Hawaiian-born American painter (1909–1997)

John Chin Young (容澤泉; 1909–1997) was a Hawaiian-born American painter, printmaker, and art collector. Young is best known for his abstract expressionist depictions of horses, paintings of children, and abstract paintings (such as Tantalus).

== Early life ==

Untitled watercolor by John Chin Young, 14.5 x 22 in.

Children on Carousel, oil on canvas painting by John Chin Young, 1975

Tantalus, oil painting by John Chin Young, 1976, Hawaii State Art Museum

John Chin Young was born on March 26, 1909, in Chinatown in Honolulu, Territory of Hawaii (now Hawaii, U.S.). He was the son of Chinese immigrants and began drawing at the age of eight, stimulated by Chinese calligraphy, which he learned in Chinese language school.

Young had his first and only art lessons while a student at President William McKinley High School in Honolulu. Thereafter, his art was entirely self-taught.

== Career ==
Over the years, he acquired an important collection of ancient Asian art, African art, and Pre-Columbian art, which he donated to the Honolulu Museum of Art and the University of Hawaii at Manoa as the John Young Museum.

Young exhibited at the Corcoran Gallery in Washington, D.C., the Metropolitan Museum of Art and the San Francisco Museum of Art.

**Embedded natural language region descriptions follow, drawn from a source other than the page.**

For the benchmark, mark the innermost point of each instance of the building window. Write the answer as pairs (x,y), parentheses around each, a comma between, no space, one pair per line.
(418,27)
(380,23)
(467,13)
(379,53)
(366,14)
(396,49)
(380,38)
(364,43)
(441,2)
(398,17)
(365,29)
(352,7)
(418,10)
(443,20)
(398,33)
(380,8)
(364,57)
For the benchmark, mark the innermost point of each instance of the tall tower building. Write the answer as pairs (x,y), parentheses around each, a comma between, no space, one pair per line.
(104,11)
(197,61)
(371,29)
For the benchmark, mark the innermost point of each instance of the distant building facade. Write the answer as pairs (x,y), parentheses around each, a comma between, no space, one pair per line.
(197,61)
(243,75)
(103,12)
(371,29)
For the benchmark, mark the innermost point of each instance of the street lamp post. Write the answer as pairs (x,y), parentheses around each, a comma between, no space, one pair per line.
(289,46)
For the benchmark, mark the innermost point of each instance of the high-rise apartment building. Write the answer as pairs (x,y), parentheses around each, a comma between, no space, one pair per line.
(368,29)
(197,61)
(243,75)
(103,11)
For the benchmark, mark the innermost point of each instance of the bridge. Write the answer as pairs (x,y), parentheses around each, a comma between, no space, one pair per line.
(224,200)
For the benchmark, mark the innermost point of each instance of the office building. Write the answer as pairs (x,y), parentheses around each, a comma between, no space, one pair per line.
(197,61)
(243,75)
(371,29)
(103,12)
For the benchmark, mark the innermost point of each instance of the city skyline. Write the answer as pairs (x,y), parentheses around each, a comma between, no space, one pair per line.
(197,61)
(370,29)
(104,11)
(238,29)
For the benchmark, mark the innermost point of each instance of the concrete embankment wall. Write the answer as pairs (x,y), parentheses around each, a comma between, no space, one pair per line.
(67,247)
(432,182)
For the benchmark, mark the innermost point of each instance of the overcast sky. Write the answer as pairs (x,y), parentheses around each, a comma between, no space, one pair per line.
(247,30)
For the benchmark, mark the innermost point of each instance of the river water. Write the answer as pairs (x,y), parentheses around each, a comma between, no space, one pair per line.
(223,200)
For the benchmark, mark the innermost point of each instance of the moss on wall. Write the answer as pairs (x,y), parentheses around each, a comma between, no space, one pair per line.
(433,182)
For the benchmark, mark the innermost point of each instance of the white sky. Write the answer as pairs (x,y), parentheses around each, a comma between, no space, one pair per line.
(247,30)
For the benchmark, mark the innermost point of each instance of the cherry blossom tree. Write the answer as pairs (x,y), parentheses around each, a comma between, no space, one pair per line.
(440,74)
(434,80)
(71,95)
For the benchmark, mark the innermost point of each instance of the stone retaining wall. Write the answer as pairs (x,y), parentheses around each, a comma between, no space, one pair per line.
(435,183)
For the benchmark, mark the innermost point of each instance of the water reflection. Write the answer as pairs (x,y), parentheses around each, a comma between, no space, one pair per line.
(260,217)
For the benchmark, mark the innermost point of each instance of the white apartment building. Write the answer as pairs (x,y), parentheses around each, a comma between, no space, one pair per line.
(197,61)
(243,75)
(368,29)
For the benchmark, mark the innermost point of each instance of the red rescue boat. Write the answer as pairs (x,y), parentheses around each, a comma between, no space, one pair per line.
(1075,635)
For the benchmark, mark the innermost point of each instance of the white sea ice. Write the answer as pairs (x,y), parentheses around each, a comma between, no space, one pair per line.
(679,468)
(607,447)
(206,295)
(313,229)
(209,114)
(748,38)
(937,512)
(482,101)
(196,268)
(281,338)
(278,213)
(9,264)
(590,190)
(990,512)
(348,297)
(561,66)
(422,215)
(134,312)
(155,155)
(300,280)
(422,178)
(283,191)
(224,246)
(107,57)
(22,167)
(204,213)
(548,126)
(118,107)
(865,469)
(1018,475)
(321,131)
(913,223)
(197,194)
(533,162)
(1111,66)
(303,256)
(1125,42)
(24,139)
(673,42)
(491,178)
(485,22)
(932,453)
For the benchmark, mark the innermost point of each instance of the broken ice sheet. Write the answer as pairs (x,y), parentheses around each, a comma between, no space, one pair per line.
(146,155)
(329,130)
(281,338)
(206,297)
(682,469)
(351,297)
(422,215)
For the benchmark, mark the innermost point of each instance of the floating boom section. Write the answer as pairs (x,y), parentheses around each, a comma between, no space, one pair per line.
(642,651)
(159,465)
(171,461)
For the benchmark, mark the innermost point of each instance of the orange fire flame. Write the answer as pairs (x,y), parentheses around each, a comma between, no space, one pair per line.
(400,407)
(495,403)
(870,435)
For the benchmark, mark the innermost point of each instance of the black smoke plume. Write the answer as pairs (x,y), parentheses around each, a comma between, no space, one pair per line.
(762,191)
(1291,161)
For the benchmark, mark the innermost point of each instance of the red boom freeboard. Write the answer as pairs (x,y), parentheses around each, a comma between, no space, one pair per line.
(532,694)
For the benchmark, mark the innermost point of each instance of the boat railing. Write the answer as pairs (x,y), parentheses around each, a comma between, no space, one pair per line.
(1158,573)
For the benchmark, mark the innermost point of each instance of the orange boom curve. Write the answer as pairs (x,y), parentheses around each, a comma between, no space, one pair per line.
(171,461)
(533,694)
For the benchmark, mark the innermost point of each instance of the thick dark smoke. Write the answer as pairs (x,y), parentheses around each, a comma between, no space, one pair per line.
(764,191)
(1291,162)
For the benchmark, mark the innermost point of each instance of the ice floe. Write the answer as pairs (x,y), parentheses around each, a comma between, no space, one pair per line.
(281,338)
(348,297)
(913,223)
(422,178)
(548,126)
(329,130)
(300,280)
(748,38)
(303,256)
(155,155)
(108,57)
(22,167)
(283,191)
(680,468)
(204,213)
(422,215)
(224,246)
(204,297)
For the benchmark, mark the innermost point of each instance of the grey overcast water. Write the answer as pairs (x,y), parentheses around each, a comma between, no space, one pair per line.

In 1935, he had a solo exhibition at the Honolulu Academy of Art (now Honolulu Museum of Art). Young exhibited his work at the 1939 Golden Gate International Exposition (GGIE) in San Francisco.

Young died in 1997 at the age of 88. His daughter Debbie Young is also a painter residing in Hawaii.

The Art Institute of Chicago, the Honolulu Museum of Art, the Los Angeles County Museum of Art, and the Santa Barbara Museum of Art (California) are among the public collections holding paintings by Young.